Featured ISHA Member: George Hovland

George Hovland Celebrates 90 Years

George is still still skiing in NASTAR races and still crackles with wit and good humor. We recently checked in with George (and his tolerant wife, Jane).

Hovland grew up in Duluth, Minnesota, within view of the Chester Park ski jumps. He skied there with all the neighborhood kids, and in 1943, while attending Duluth Central High School, won state championships in cross-country and slalom. Then he went off to the Navy, serving in the Pacific.

Back home, George studied engineering at the University of Minnesota and captained the ski team. He took third in the national nordic combined championships and was named an alternate to the 1948 U.S. Olympic Team; from 1949 to 1952 he was four-time winner of the Central Division Skimeister championship.

George was a busy man during the next decade. He got married. In 1952, he raced on the U.S. Olympic four-man cross-country relay team at Oslo. He opened Duluth’s first full-service ski shop, creatively dubbed The Ski Shop. He coached the ski team at the University of Minnesota– Duluth, and competed at the 1954 FIS World Championships in Falun. He built and operated Ski Kenwood, the city’s first alpine ski area, then, with Ivan Iverson, purchased Mount Du Lac Ski Area. He worked as a sales rep for the Constam and Hall ski lift companies, and for a variety of ski, boot, and skiwear companies.

George went on to help launch a number of ski clubs, trail networks and alpine ski areas, while designing and building custom homes. He became national master’s champion in 10k and 30k cross country, and national NASTAR champ five times, including a 2014 victory at age 87 (he
hopes to repeat as age- group champ next winter). He completed the American Birkie 32 times, often winning his age class.

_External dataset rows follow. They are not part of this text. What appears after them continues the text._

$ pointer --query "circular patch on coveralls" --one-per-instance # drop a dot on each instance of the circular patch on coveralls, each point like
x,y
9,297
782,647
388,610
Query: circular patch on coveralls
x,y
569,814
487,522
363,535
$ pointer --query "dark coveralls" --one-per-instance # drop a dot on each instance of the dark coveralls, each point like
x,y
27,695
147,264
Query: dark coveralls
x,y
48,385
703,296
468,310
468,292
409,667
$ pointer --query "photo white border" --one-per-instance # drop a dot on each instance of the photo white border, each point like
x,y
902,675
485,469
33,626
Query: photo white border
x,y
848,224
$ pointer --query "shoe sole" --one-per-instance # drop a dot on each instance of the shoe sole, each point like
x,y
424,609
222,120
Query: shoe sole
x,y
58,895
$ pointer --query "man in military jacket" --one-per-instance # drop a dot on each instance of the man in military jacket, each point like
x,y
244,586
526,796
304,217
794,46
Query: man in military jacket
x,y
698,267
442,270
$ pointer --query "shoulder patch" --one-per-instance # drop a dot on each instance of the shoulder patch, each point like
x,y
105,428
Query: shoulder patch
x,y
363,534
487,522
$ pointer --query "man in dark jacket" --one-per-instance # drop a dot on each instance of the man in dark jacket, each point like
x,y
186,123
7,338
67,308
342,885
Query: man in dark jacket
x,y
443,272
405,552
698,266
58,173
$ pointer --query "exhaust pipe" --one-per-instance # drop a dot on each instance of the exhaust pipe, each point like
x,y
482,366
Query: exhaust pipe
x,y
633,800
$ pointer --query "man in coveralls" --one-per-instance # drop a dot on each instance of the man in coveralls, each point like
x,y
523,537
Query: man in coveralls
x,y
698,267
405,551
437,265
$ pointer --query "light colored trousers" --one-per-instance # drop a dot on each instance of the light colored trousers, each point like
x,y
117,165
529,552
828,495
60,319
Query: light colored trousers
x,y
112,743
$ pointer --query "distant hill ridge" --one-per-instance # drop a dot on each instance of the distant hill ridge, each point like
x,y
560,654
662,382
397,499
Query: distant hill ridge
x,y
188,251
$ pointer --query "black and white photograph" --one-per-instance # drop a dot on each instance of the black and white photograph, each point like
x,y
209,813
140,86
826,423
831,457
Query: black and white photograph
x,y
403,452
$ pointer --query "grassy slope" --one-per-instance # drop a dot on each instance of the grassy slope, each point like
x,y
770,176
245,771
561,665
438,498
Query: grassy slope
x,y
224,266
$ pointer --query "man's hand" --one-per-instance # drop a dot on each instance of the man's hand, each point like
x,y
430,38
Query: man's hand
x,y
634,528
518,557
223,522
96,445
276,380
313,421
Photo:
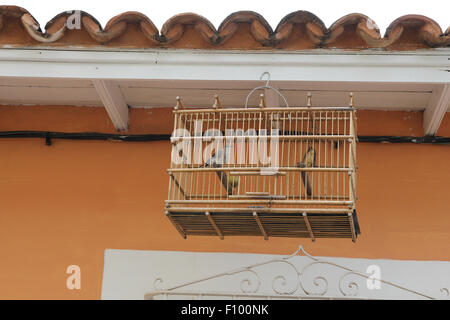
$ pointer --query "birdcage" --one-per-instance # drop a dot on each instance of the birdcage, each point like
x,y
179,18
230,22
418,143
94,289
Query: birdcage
x,y
264,171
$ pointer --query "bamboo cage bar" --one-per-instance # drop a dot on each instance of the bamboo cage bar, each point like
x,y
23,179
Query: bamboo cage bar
x,y
275,172
308,225
266,237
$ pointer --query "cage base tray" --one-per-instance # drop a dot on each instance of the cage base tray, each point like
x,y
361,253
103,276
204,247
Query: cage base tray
x,y
266,224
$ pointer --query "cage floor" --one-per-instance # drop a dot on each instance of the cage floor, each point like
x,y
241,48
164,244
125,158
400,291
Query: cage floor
x,y
273,224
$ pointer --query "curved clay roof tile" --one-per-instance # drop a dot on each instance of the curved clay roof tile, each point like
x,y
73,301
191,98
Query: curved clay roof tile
x,y
175,27
354,31
259,27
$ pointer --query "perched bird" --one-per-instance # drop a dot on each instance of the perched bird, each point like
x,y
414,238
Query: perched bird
x,y
216,161
309,160
233,181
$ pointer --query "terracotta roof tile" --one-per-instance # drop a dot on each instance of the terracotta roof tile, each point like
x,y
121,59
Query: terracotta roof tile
x,y
240,30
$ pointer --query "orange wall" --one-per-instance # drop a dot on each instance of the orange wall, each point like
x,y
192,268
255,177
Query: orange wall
x,y
65,204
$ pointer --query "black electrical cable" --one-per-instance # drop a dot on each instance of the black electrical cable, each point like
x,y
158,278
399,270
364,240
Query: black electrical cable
x,y
48,136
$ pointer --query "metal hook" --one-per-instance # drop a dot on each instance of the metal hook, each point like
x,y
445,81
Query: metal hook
x,y
266,86
268,77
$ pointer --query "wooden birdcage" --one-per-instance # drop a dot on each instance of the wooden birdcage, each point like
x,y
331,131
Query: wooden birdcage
x,y
271,172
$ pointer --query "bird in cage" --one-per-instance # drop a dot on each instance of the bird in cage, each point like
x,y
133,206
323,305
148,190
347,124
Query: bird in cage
x,y
309,160
216,160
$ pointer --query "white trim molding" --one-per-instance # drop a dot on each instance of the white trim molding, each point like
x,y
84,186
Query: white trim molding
x,y
112,98
429,66
438,105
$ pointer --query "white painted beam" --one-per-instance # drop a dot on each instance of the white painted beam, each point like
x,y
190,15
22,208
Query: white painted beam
x,y
112,98
437,107
328,65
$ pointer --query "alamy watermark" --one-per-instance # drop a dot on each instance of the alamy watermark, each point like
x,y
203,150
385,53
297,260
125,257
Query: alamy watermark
x,y
74,280
250,147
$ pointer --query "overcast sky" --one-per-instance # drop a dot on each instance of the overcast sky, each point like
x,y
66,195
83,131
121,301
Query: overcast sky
x,y
383,12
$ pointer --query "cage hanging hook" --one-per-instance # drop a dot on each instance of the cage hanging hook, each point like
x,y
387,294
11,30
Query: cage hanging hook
x,y
268,77
266,86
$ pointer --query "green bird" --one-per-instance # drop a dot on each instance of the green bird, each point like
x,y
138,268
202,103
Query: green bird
x,y
309,160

Around 1982, George met and married his current wife, Jane, a clinical psychologist. Together, in 1993, they founded the Snowflake Nordic Ski Center on 200 acres of woodland in Duluth. They cleared 15k of trails and a biathlon shooting range, and put up a lodge. At the time, George says, high school racers had access to city trails but had no warming hut to change and hang out. “The city wasn’t doing the job, so we did,” he says. “I wanted a place for skiers to enjoy the sport.”

The couple finally retired last year and sold the Snowflake land for development as a charter high school, on condition that the skiing facilities would remain open for five years under the management of the Duluth Nordic Ski Club.

“The staff at ISHA deserves gold medals,” George says. “I attack every issue of the magazine, and get to relive my life in skiing. I send half a dozen copies of every issue to old ski friends.”